The following month he claimed success in the Victorian Open, a first win on the European Tour, and since lockdown he has been tied sixth in the English Championship at Hanbury Manor and T11th in the UK Championship at The Belfry, again having an outside sniff on Saturday night.
The 21-year-old has huge potential but in his early forays to Europe itself he has tended to perform better at courses offering a straightforward test.
That's understandable and the good news is that, in that regard, Galgorm Castle could well suit.
I've actually played the track and two factors stand out: the first that the restaurant is outstanding, the second that there is nothing to fear for new arrivals - it's not tightly tree-lined, there are no tricky lines, the greens won't frighten good players.
Final Bet: Sebastian Garcia Rodriguez each-way @ 125/1
News last week that Matteo Manassero had claimed victory on the Alps Tour brought a smile to the face of just about everyone in golf, as we all hope it's the first step on the road to recovery for the affable Italian.
Spain's Sebastian Garcia Rodriguez was never remotely in Manassero's league as a teenager, but he did rehabilitate his career on that third tier circuit and is this year reaping the rewards.
Between 2012 and 2016 the 31-year-old was resolutely banging his head against the door on the Challenge Tour and even when, in 2017, he triumphed on the Alps Tour (albeit in Spain) it bore no fruit back on the second tier in 2018.
Undeterred, he continued his quest, landed two Alps Tour wins in early 2019, and he was finally away. By season's end he had six top tens on the Challenge Tour and grabbed the final graduation spot in the rankings.
Since the return from lockdown he has landed fourth in the Austrian Open, thrashed a first round 62 to lead by two after 18 holes of the Hero Open (he remained at the top of the leaderboard at halfway before ending the week tied tenth), grabbed T27th in the Wales Open and last time out he was tied sixth in the Portugal Masters, this time getting into contention and staying there.

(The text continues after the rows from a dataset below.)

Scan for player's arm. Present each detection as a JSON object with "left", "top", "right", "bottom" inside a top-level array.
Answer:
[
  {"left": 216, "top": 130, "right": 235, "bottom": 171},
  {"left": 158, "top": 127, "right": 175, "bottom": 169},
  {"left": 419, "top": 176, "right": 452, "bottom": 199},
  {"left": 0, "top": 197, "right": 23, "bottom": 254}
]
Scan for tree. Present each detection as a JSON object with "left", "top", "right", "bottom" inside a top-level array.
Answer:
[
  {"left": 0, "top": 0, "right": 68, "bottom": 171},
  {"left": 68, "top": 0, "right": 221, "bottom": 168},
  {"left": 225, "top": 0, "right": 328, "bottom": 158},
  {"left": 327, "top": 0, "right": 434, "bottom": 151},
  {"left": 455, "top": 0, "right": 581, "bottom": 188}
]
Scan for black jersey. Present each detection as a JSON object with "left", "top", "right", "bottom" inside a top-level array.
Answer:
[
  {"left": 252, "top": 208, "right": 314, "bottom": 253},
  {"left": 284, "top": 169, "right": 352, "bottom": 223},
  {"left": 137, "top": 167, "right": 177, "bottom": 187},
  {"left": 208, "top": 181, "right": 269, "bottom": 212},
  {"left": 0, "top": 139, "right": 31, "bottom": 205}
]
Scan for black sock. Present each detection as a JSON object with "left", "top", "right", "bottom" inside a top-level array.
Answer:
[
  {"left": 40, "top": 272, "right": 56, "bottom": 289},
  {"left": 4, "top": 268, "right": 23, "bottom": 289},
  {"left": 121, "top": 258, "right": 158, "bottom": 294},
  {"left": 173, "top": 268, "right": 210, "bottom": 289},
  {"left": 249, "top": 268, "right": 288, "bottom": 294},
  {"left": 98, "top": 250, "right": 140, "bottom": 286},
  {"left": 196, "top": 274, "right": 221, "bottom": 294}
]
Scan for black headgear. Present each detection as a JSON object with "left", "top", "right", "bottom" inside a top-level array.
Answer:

Thirteen months ago he carded a pair of 67s to find himself second at halfway on this week's course. A Saturday 74 derailed him before he bounced back with a 69 for a share of 14th.
So he's had experience of getting into contention on the course and knowledge of leading the field at the highest level; both times he didn't quite seal the deal.
But his last performance saw him right the ship - if he can maintain that learning curve and revive memories of his fondness for the course he could give us a run for our money at a big price.